その仕事は、この先へ誰も入らないよう見張ることです。
今は冬で、アカイさんは寒そうです。
アカイさんの顔は赤くて大変そうです。
私は赤いマフラーを編んでアカイさんに巻いてあげました。
アカイさんは何も言いませんでしたが、暖かそうだったので、嬉しかったです。 翌日、アカイさんの仲間が仕事をしていました。
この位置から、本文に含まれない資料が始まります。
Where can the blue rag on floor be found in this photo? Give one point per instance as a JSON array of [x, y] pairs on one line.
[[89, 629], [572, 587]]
名前はヨコイさんといいます。彼もアカイさんと同じく黙々と仕事をしています。
ヨコイさんにも、マフラーを編んで巻いてあげました。 ヨコイさんも黙っていましたが、私に感謝しているようでした。
「はぁ……」
私はアカイさんやヨコイさんみたいに働き者ではありません。
体も心も弱くて、アカイさんと会いに行ってしまうんです。
何度もここへ来ちゃうけど、アカイさんが止めてくれるから、家へ帰るんだ。
でもある日、アカイさんとヨコイさんがいなくなっていました。
「いなくなるなら、せめて言ってくれればよかったのに」
私を止めてくれた、アカイさんとヨコイさん」はもういません。
「アカイさん、ヨコイさん、ごめんなさい……」
二人が守ってくれた、立ち入り禁止の先へ……。
翌日、「女子高生行方不明」と大きく書かれた新聞記事が出ていた。
その記事には、「親との暮らしに苦しんでいた女子高生」と、その次に紙面に「立ち入り禁止のパイロンを盗んだ男性を逮捕」という記事が書かれている。